Friday, March 15, 2019

Edgy about edges?

What are the essential elements that make up a painting? In no particular order, composition, drawing, perspective, values, edges, colour – all of these contribute to the outcome. Edges are arguably the least appreciated of these, but contribute greatly to the three-dimensionality of a painting that aims at being representational.
I was re-reading Charles Sovek’s “Catching Light in your Paintings” recently, in which he lists the four kinds of edges – Hard, Firm, Soft, and Lost.  Hard, and Lost, are probably the easiest on figure out.
Hard edges are clear, well-lit, in focus, and catch the eye.
Lost edges are valuable in all styles for taking bits of the picture out of focus, in contrast  with the bits that are sharp and meant to take the attention. Lost edges automatically occur when two edges share the same dark tone, even if the colours are different. I find them especially useful for getting edges that are on the shadow side lost in the dark background that l often use.

Soft edges occur when there is a transition of colour or value (tone) with no distinct margin – you can simply soften adjacent edges by blurring them or blending them together.

Firm edges are somewhere between hard and soft -  a distinct transition, but clearly neither sharp nor blurred.

The images below illustrate the different types of edge.

In the pastel with the Samovar and Tilly lamp, there are two light sources – the set-up is lit by a spot from the right, and the Tilley lamp has an internal light. 

The lemon is the brightest object, and as you go around the circumference you proceed from a Hard edge to a Soft edge – and internally there is a Soft edge between the half-tone and shadow. The reflection of the lemon goes from Firm to Lost. The samovar goes from Hard where it is highlighted, to Lost in the shadow, along its perimeter. Internally there are firm to soft passages. Likewise for the Tilley lamp, specially the top.
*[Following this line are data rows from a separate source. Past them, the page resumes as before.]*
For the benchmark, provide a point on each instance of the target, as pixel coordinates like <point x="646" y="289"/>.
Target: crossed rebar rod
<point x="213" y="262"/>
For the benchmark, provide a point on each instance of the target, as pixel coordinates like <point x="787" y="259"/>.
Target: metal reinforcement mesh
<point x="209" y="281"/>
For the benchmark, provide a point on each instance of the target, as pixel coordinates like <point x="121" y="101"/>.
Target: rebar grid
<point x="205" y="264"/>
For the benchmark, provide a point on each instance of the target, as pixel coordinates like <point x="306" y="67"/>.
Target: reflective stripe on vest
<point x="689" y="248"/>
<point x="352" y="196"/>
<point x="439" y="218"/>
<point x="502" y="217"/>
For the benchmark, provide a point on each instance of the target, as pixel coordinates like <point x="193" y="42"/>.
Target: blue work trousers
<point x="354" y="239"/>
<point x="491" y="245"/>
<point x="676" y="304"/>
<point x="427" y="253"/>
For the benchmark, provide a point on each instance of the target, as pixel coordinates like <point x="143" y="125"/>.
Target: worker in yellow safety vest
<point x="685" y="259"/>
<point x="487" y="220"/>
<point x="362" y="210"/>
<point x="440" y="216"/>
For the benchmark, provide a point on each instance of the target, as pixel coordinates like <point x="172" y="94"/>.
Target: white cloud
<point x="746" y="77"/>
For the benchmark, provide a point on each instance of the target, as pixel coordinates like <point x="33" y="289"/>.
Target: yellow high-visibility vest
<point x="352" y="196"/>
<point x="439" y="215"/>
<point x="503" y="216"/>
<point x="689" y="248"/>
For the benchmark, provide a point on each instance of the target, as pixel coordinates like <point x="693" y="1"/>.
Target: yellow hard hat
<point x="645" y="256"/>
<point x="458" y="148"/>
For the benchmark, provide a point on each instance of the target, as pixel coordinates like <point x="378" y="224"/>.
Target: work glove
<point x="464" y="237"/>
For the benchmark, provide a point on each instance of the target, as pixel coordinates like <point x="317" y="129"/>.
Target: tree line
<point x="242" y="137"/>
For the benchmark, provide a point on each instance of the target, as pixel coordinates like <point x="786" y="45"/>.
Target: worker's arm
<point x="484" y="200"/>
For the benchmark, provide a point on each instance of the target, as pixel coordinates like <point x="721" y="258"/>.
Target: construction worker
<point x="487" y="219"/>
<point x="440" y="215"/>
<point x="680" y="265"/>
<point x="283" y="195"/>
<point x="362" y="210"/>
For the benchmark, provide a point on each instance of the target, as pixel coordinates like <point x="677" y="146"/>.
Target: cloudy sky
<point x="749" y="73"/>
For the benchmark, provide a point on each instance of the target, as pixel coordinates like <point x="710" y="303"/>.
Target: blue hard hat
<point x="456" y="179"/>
The Spanish coffee mill shows similar transitions in its edges to emphasise its three dimensionality.
I hope this clarifies the mystery of the edges!

Thursday, March 7, 2019

Tea for the Tillerman

Two diverse objects found in a French brocante. I can't resist brass, and the tea urn was a lovely large surface to paint. I associated the two, and put in a  lemon for a bright link and reflection.
First off, I scribbled in some undercolours with pencils and hard pastels.

Based on the undercoat, I chose a selection of pastels that would be the main workhorses for the next phase. As you might be able to make out, it's a varied range of ochres, yellows, and umbers, and draws from Artisan Pastellier, Blue Mountain (the square ones), Sennelier, Rembrandt and a few Caran d'Ache. You can make out a colour reference  on top.

Working from the top left, I started with the urn.

First overcoat on the lemon.

The lemon is large and bright, so  I needed to check its value and chroma against the mooted background colour (Sennelier dark greens 178 and 179). Also the light green in the lamp.

The lemon was too light in value overall, so that needed adjustment.

The background was completed, with a contrasting dark for the surface on which the objects were placed. Reflections were painted in, and this is when I realised I had a painting 42 cm wide by 48 cm high, with a lot of empty space on top. So I took off 6 cm from the top to make it square.